This sonar band uses vibrations to help blind people navigate with ease
Fernando Albertorio finds a sense of independence in running, and reveled in the sensation when he participated in a 5K in Boston earlier this year.
The race, however, was more than a test of his endurance. It was a case study for the effectiveness of a sonar sensor band by Sunu, a company Albertorio co-founded with two others.
The Sunu Band helps anyone living with impaired vision, like Albertorio, navigate by emitting a high-frequency ultrasound wave that bounces off nearby objects. To alert the wearer of obstacles, the band vibrates, and the stronger the vibration, the closer the object is. Wearers can also point their band-bearing wrist towards an area they want to sense, and the band will vibrate accordingly.
Despite helping Albertorio complete a race and even a hike, the band is meant for daily use and assistance. It’s also connected to an iPhone app via Bluetooth that lets the user control feedback intensity and check its battery life, which lasts about four hours total.

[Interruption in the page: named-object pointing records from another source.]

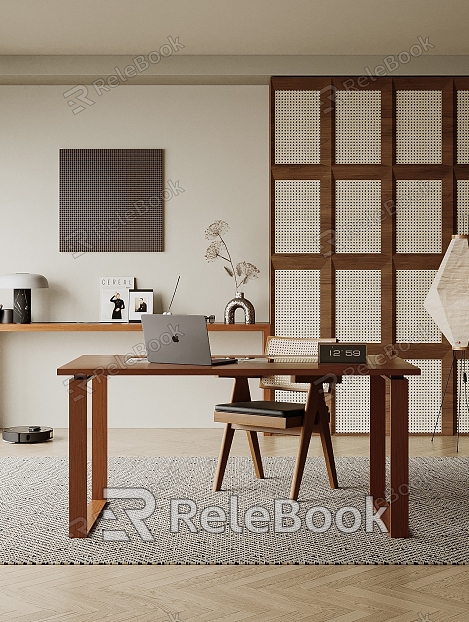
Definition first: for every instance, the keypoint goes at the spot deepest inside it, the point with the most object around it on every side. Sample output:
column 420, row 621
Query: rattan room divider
column 369, row 180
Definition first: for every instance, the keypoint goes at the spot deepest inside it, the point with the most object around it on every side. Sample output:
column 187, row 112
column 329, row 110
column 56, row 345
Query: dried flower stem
column 230, row 260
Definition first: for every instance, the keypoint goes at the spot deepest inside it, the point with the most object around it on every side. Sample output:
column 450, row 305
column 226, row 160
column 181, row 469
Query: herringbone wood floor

The band can also be switched between an indoor and outdoor mode. When on indoor mode, the band examines your surroundings within an eight-foot range and looks for opening and thresholds. The band has a longer range of 13 feet on outdoor mode and detects obstacles above the knees and up to head level.

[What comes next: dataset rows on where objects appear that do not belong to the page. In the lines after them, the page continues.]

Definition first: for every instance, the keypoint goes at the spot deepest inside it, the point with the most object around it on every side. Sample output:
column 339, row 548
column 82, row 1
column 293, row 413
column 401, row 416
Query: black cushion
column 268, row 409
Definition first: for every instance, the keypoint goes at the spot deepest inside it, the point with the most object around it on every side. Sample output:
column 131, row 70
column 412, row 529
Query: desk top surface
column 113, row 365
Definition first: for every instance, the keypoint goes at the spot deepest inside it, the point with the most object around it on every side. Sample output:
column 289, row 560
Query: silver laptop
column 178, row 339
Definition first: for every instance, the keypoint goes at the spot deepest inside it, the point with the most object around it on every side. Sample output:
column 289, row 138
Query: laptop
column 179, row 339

Sunu tested its product with organisations such as the National Federation of the Blind and Perkins School for the Blind. Its potential market is large, as well – two million blind people live in the UK and 10 million live in the US.

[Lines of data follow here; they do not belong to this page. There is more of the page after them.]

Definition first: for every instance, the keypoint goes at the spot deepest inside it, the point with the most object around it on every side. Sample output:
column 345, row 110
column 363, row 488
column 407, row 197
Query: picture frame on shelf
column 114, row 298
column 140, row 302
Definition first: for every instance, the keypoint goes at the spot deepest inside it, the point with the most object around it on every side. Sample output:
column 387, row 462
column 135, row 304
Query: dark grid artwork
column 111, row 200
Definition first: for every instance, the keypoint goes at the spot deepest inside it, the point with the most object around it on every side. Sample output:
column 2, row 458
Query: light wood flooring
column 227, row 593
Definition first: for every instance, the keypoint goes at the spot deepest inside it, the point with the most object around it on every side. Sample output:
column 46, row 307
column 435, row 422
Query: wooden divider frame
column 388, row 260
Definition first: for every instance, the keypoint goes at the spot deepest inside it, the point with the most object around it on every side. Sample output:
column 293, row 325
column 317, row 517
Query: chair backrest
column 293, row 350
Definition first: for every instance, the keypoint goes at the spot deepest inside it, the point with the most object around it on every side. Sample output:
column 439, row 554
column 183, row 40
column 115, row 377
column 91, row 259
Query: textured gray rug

There are other products, such as the BuzzClip, that use similar technologies to help the blind navigate. Microsoft also recently released Seeing AI, an app for people who are visually impaired. It records what is happening with the smartphone’s camera and relays it to the user with artificial intelligence-created speech.
The Sunu band is currently being offered for a discounted price of $250 (£190), and deliveries begin in August.